The Spirit lives in me, and His weapon, that with which He does battle against my enemies, is the lightsaber of the Word of God. When I am under attack from things without and within, the Word can slice up and dispatch those threats.

The Word fights our discouragement, our doubt, our fears, our tendency toward envy and jealousy and anger and malice, our insecurities, our pride, our lack of faith, our blindness, our stubbornness, our bitterness, our hunger, our cynicism, our forgetfulness of God … I could go on and on.

All of those things that Satan, hoping for our defeat, sends to attack us, the Spirit can vanquish. His weapon is the Word.

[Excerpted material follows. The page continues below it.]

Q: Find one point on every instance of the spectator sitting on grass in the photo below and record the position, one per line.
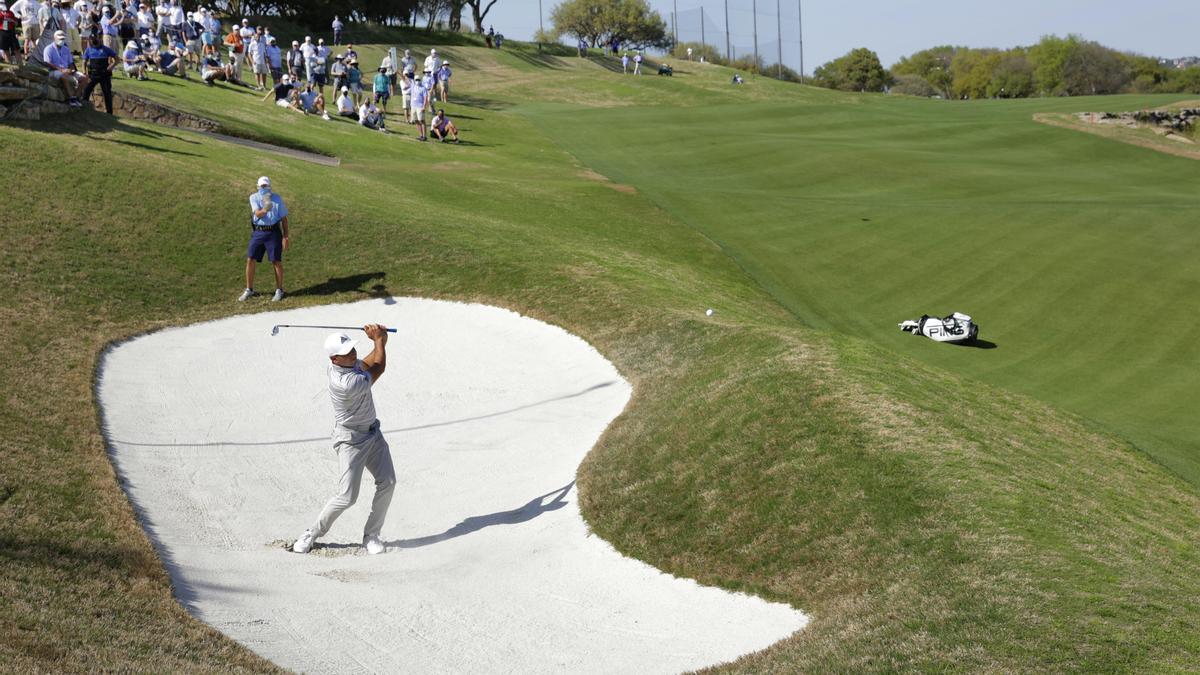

Put on every piece of God’s armor so you will be able to resist the enemy in the time of evil … Take the sword of the Spirit, which is the word of God.

 

 

*****

Scripture: Ephesians 6:13,17

Recommended Read: Psalm 18 is one of my favorites. It begins with the writer entangled by the ropes of death, overwhelmed, caught in a trap, helpless. He cries out to God, who dramatically comes to save him, and then God arms him with strength, trains him for battle, gives him a shield of victory. The psalm ends with the writer saying he chased down his enemies and struck them down, put his foot on their necks, ground them fine as dust, and swept them into the gutter like dirt. What a victory story!

Spirit, give us those victories, too!